The killing of the student and her boyfriend in the barn (why a nursing school that doesn't seem to have any livestock has a barn full of hay, your guess is as good as mine) is pretty effective. It displays some decent editing and packs about as much punch as anything from your average slasher flick. It's not a great kill scene, but it's a good kill scene, and a genuinely good scene at all in this movie is a relief. It also ends on a high note as they get skewered mid-coitus, the male character dies with his head on the girl's chest, and the actor very visibly shifts his head an eyes – after he's supposed to be dead, mind you – so that he can stare at her breast while he's waiting for the director to call cut.

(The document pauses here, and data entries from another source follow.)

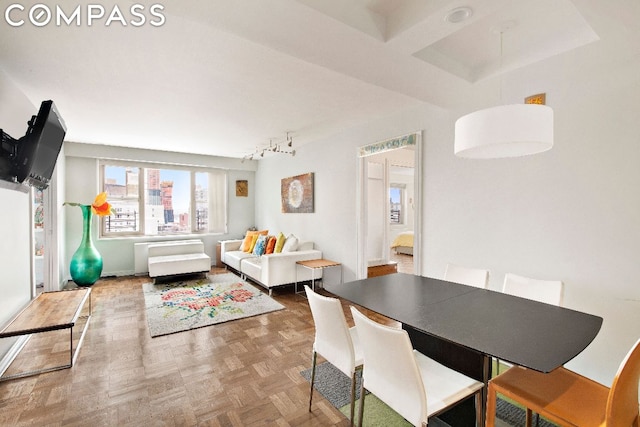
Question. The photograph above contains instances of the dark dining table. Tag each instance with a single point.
(463, 327)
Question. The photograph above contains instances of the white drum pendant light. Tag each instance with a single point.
(504, 131)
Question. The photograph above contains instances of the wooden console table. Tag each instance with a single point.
(51, 311)
(313, 265)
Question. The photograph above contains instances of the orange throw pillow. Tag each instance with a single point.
(249, 241)
(271, 245)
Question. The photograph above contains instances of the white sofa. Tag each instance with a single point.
(174, 258)
(270, 270)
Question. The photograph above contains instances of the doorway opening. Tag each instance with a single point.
(389, 205)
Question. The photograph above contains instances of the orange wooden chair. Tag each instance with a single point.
(569, 399)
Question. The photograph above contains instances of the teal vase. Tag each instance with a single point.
(86, 262)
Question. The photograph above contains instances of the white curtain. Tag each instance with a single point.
(218, 202)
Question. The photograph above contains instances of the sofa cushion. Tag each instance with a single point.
(280, 242)
(271, 245)
(250, 239)
(234, 258)
(261, 245)
(291, 244)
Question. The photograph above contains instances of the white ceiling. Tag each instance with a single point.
(224, 77)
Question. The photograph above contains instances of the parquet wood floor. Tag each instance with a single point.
(241, 373)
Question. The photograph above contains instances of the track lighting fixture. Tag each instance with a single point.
(273, 148)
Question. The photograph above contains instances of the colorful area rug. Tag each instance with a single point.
(184, 305)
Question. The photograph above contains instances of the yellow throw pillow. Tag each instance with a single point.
(246, 243)
(271, 245)
(254, 239)
(249, 241)
(280, 243)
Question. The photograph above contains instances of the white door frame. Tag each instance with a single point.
(361, 206)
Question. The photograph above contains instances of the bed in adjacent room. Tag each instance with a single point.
(403, 243)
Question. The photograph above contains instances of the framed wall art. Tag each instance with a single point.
(296, 193)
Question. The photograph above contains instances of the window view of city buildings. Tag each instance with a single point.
(166, 196)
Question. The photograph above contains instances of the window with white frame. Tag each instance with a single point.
(396, 203)
(155, 200)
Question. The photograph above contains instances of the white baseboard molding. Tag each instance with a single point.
(13, 352)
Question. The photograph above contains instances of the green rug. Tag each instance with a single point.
(335, 386)
(189, 304)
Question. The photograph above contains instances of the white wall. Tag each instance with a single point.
(81, 166)
(15, 221)
(572, 213)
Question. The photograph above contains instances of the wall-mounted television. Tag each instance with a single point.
(30, 160)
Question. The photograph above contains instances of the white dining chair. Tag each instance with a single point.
(467, 275)
(546, 291)
(410, 383)
(334, 340)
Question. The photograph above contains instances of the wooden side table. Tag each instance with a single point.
(51, 311)
(315, 265)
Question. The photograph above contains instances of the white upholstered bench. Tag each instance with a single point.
(174, 258)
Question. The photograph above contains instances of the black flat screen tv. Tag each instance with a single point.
(33, 157)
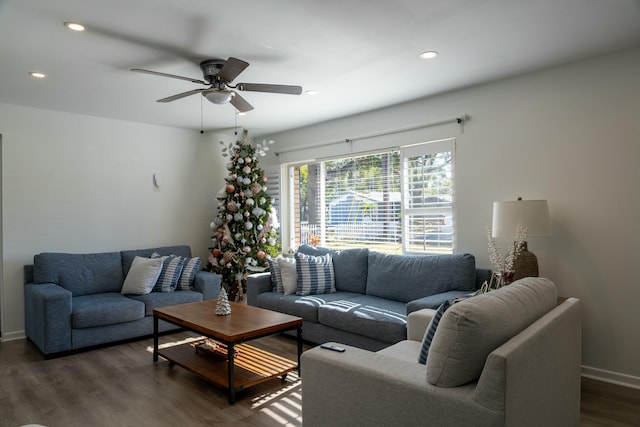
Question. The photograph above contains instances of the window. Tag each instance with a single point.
(397, 201)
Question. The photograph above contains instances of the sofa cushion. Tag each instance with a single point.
(142, 276)
(314, 274)
(433, 301)
(366, 315)
(350, 266)
(171, 269)
(88, 311)
(163, 299)
(406, 278)
(471, 329)
(188, 274)
(82, 274)
(129, 255)
(305, 307)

Thn there's the very last shot of the movie. The flick is book-ended by one of the detectives giving a long, rambling speech about the nature of Jekyll and Hyde and human dualism and some half-baked philosophical padding bullshit, but then at the very end he looks straight into the camera and makes this goofy face and I almost shot beer out my nose because it was so unexpected after all that drudgery.

The movie does have a faint flavor of Andy Milligan about it, albeit with a bigger budget and considerably less seething hatred dripping from every frame (except the guy hacking up frogs, that's pretty icky and animal lovers may want to give this one a pass), and another viewing with some company to liven it up and give some extra perspective may raise The Jekyll and Hyde Portfolio above the level of a one-and-done smut curiosity, but I kinda doubt it. I know that whatever poor bastard who paid fifteen hundred bucks on eBay for the old Intervision VHS of this thing before Vinegar Syndrome put it out on Blu Ray and DVD probably experienced some major buyer's remorse once the credits rolled, unless he was a serious Rene Bond completist. Apparently some rights and censorship issues kept this one from getting much in the way of a theatrical or home video release, and the few VHS tapes that were produced became big collector's items.

Now the same seems to be true of VinSyn's limited edition Blu Ray, which is already going for upwards of $150. Unless you're an obsessive collector, you'll do just fine dropping fifteen bucks on the double feature DVD like I did. I can't imagine the print looks that much better, unless you just can't live without seeing Rene Bond wearing a cape and mustache in 1080p. Here's hoping the second feature, A Clockwork Blue, is a masterpiece.

I'll leave you with a bit of trivia. The proper Scottish pronunciation is JEE-kull, not the commonly used JEH-kull. Weird skin flicks and pedantry. Amaze your friends at parties!